Children are one third of our population and all of our future. ~Select Panel for the Promotion of Child Health, 1981
I am looking for a teenager with hepatitis C who is willing to speak to a teen I know who is feeling alone, a teen who was recently diagnosed with hepatitis C and doesn’t want anyone to know he/she has it. To protect this teen’s anonymity, I am not even going to disclose gender information in this blog.
Like most children who have hepatitis C, this teen acquired hepatitis C at birth. Teens who are newly infected, usually acquire hepatitis C through injection drug use and other high-risk behaviors. Tattoo and piercing parties have been in the news recently as other potential arenas for hepatitis C exposure, although there are no data on these.
It is estimated that there are 23,000 to 46,000 children in the US with hepatitis C. According to the American Liver Foundation, the majority of hepatitis C-positive children have “mild liver disease with upwards of 80% with minimal to no scarring of the liver (fibrosis) by 18 years of age.
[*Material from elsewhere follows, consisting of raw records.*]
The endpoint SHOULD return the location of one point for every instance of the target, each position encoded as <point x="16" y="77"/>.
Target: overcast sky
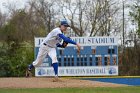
<point x="17" y="3"/>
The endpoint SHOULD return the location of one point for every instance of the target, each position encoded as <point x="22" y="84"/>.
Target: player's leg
<point x="52" y="55"/>
<point x="40" y="57"/>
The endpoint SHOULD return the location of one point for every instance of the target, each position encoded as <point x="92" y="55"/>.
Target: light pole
<point x="123" y="24"/>
<point x="109" y="30"/>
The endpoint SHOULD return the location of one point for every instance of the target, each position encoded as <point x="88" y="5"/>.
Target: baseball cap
<point x="65" y="23"/>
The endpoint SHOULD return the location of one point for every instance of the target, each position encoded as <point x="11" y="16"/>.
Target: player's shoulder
<point x="57" y="30"/>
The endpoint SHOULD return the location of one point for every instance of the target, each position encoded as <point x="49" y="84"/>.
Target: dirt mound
<point x="48" y="83"/>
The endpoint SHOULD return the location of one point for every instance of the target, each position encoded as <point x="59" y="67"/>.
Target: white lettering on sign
<point x="86" y="41"/>
<point x="78" y="71"/>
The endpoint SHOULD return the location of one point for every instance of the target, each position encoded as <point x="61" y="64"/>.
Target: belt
<point x="47" y="45"/>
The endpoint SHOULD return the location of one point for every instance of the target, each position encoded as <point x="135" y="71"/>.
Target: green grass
<point x="74" y="90"/>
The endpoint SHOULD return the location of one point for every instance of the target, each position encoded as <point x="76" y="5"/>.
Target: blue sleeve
<point x="66" y="39"/>
<point x="58" y="45"/>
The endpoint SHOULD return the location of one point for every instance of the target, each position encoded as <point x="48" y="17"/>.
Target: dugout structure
<point x="98" y="57"/>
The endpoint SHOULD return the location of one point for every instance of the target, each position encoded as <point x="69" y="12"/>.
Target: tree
<point x="44" y="11"/>
<point x="135" y="14"/>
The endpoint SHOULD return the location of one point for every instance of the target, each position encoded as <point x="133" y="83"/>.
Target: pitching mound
<point x="48" y="83"/>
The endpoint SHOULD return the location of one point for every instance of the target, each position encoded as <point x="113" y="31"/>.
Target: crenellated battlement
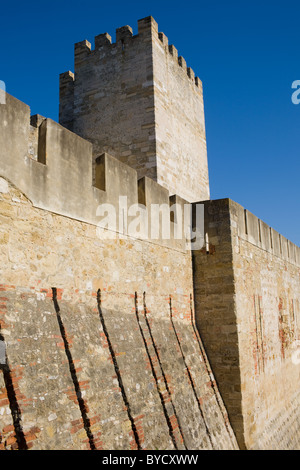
<point x="123" y="96"/>
<point x="147" y="28"/>
<point x="223" y="218"/>
<point x="61" y="175"/>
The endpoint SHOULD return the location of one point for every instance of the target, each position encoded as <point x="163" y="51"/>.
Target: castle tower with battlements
<point x="137" y="100"/>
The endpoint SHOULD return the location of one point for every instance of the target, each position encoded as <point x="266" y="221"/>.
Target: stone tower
<point x="138" y="101"/>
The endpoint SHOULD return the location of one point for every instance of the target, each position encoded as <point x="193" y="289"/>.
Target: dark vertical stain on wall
<point x="117" y="370"/>
<point x="81" y="402"/>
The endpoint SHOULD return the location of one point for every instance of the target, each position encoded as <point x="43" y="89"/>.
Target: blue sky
<point x="246" y="54"/>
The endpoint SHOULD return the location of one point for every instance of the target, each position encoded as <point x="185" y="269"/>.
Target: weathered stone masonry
<point x="103" y="336"/>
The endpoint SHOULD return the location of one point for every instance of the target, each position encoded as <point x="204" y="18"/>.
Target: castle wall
<point x="137" y="100"/>
<point x="247" y="309"/>
<point x="77" y="363"/>
<point x="101" y="345"/>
A subset of children, 20-25% can have more aggressive disease and can develop advanced scarring of the liver (cirrhosis) as early as 8 years of age. While hepatitis C is the leading indication for liver transplantation in adults, it is a very rare indication for liver transplantation in children.”
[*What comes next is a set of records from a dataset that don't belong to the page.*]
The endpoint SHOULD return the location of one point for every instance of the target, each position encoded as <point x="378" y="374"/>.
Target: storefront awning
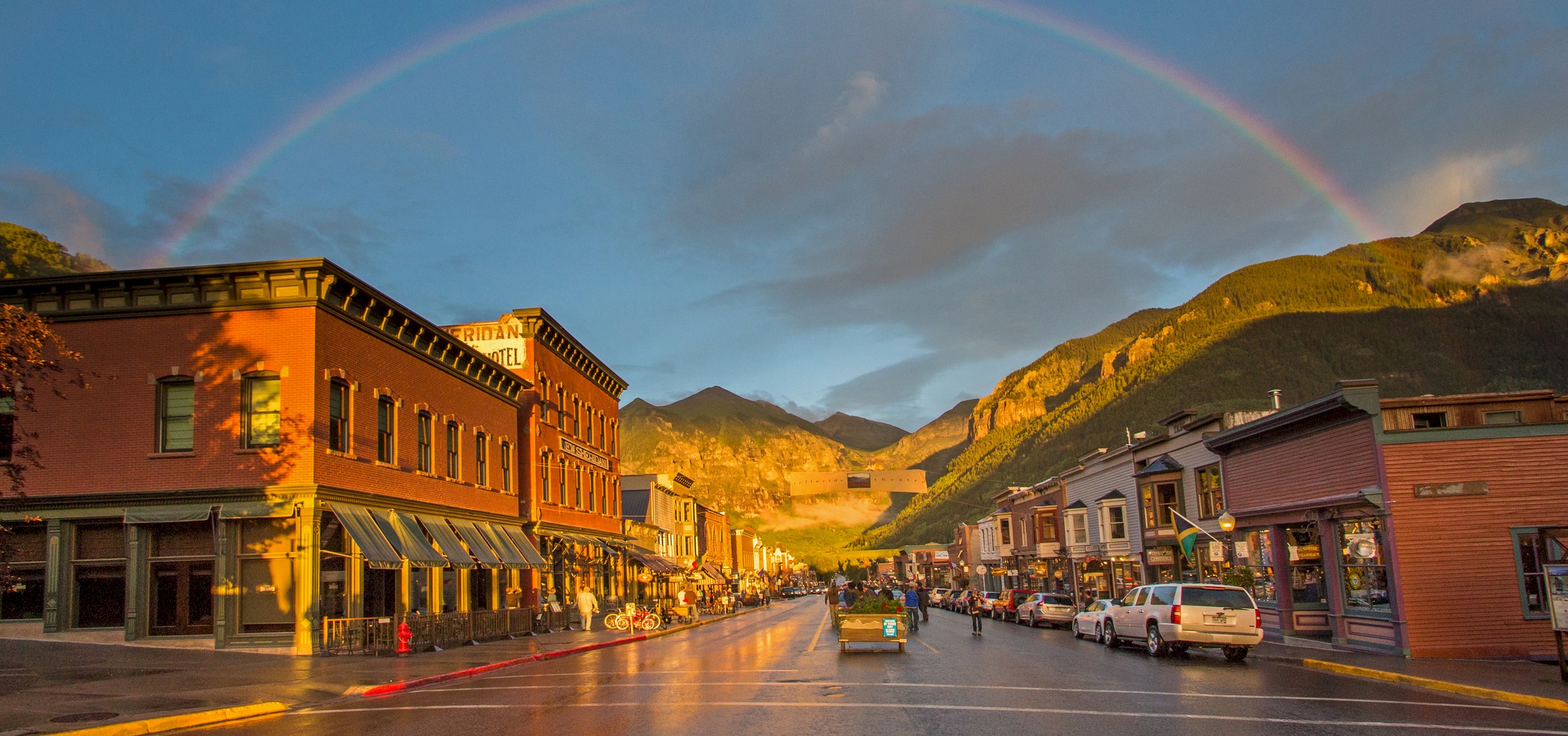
<point x="508" y="553"/>
<point x="367" y="536"/>
<point x="477" y="544"/>
<point x="447" y="542"/>
<point x="259" y="509"/>
<point x="524" y="546"/>
<point x="408" y="539"/>
<point x="168" y="514"/>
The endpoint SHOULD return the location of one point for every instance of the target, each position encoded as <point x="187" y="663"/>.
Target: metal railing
<point x="430" y="631"/>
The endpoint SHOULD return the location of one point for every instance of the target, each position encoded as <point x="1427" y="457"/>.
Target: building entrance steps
<point x="1504" y="680"/>
<point x="61" y="686"/>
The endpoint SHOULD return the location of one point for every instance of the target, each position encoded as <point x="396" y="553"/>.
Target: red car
<point x="1006" y="605"/>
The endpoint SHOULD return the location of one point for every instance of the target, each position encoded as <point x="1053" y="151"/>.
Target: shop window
<point x="267" y="575"/>
<point x="24" y="597"/>
<point x="1255" y="564"/>
<point x="335" y="567"/>
<point x="1161" y="505"/>
<point x="337" y="415"/>
<point x="480" y="584"/>
<point x="505" y="467"/>
<point x="262" y="411"/>
<point x="480" y="459"/>
<point x="1365" y="569"/>
<point x="452" y="450"/>
<point x="1211" y="497"/>
<point x="386" y="443"/>
<point x="427" y="439"/>
<point x="176" y="409"/>
<point x="1304" y="549"/>
<point x="98" y="577"/>
<point x="1534" y="550"/>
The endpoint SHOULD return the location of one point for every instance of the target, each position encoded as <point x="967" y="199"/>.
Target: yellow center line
<point x="825" y="614"/>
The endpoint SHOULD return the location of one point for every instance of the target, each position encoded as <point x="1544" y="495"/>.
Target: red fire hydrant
<point x="403" y="636"/>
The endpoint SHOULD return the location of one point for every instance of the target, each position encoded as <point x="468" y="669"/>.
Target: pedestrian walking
<point x="587" y="605"/>
<point x="974" y="611"/>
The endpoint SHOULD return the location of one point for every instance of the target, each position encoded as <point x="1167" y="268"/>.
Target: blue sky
<point x="874" y="207"/>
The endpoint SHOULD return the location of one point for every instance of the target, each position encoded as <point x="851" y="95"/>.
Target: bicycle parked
<point x="634" y="617"/>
Adolescents who acquire hepatitis C by high-risk behaviors have outcomes that are similar to that of adults. Many will go on to develop chronic liver disease with cirrhosis in 20-30 years.
I am not worried about the liver health of the teen that contacted me. I am more concerned about his/her psychological health. Adolescence is difficult enough without the additional burden of hepatitis C and its stigma. A friend would help.
The rest of you: Let’s raise awareness and cure hepatitis C so we don’t have to subject our youth to this. Haven’t we lost enough?